I am amazed that this works so well – and I was *really* amazed when my husband, Jim, was able to use my little cell phone as the source for Internet for a Wi-Fi hotspot last week!  The recommended way to share a cell phone’s Internet connection is by purchasing a cellular router such as the Cradlepoint.  But, we don’t have one of those, and we needed to think fast when our Satellite dish modems failed just a couple days before we were scheduled to give a class which included a segment on using Wi-Fi – and there was no Wi-Fi to be had!

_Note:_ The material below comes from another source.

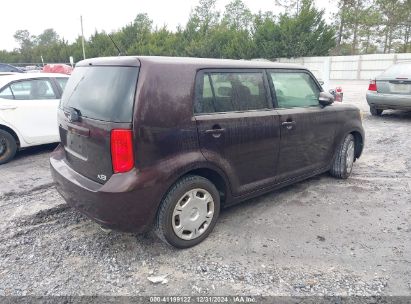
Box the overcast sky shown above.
[0,0,334,51]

Here’s what Jim did.  He tethered my little cell phone (via USB) to our server computer (a desktop in our motorhome) and got it online.  Then he turned on Internet Connection sharing for that computer running Windows XP.  I don’t know all the steps involved, but here a couple of screenshots that’ll give you the idea.
Internet Connection Sharing screenshot

Our server computer is already connected to a router which creates a small Wi-Fi hotspot, Jim then set up the classroom that was roughly 50 yards away with a bridge and another router, creating a hotspot for our class.


Wireles Bridge and router


It actually worked.  15 people could access Wi-Fi and had a decent, if not great, connection to the Internet.  Over the course of 2 days, we used about 2 gigabytes of data.